Powell, during his testimony to lawmakers this past week, said the Fed is in touch with banks to make sure they have enough liquidity and capital to absorb any losses from commercial real estate exposures.
“We are trying to stay ahead of it on a bank-by-bank basis and so far we have been able to do that,” he said.
“I do believe it is a manageable problem,” he added. “If that changes I will say so.”
FDIC Chair Martin Gruenberg told reporters Thursday that commercial real estate remains a “downside risk for the industry, and it’s certainly been a high priority for the FDIC and the other banking agencies in terms of our supervisory work.”
The irony of NYCB’s predicament in 2024 is that a year ago it played the role of rescuer, agreeing to absorb assets from Signature that had been seized by regulators. That pushed it over $100 billion in assets, which brought heightened scrutiny from regulators.
NYCB has said those tighter requirements are what led to the decision on Jan. 31 to slash its dividend and set aside more for future loan losses — a disclosure that marked the beginning of a stock slide that didn’t let up until Mnuchin announced his rescue.
The stock rose 6% the day the $1 billion infusion was announced.
The new CEO of NYCB, former Comptroller of the Currency Joseph Otting, told analysts Thursday he wants the bank to have a more diverse loan book, with one-third in consumer, one-third in companies, and one-third in real estate.
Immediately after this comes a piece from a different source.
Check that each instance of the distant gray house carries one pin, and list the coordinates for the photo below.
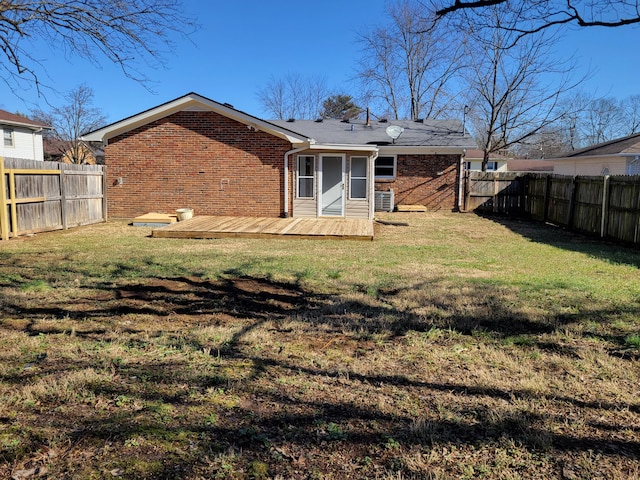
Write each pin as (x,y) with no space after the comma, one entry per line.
(616,157)
(21,137)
Currently, more than 44% of its loans are to multifamily properties, including many rent-regulated apartment complexes in New York City.
Getting to that better balance may require more private solutions for NYCB. It “is going to be difficult without another acquisition or potential divestitures of CRE loans,” Jonathan Winick, CEO of Chicago-based Clark Street Capital, told Yahoo Finance.
When asked if the bank wouldn’t need to raise more capital, Otting said the bank and its board need “a little bit of time” to come up with “the vision of the way we see the future of the bank.”
He pledged to share it when NYCB reports first quarter earnings.
“There is heavy lifting ahead and the shape, timing and the probability of success of any potential turnaround remains an unknown,” Ebrahim Poonawala, an analyst covering NYCB for Bank of America, said Friday.
As a reminder, the stock dropped again on Friday by 7%, closing at $3.42 a share.
But Mnuchin and the other investors are still up on their investment: They agreed to pay $2 a share.
David Hollerith is a senior reporter for Yahoo Finance covering banking, crypto, and other areas in finance.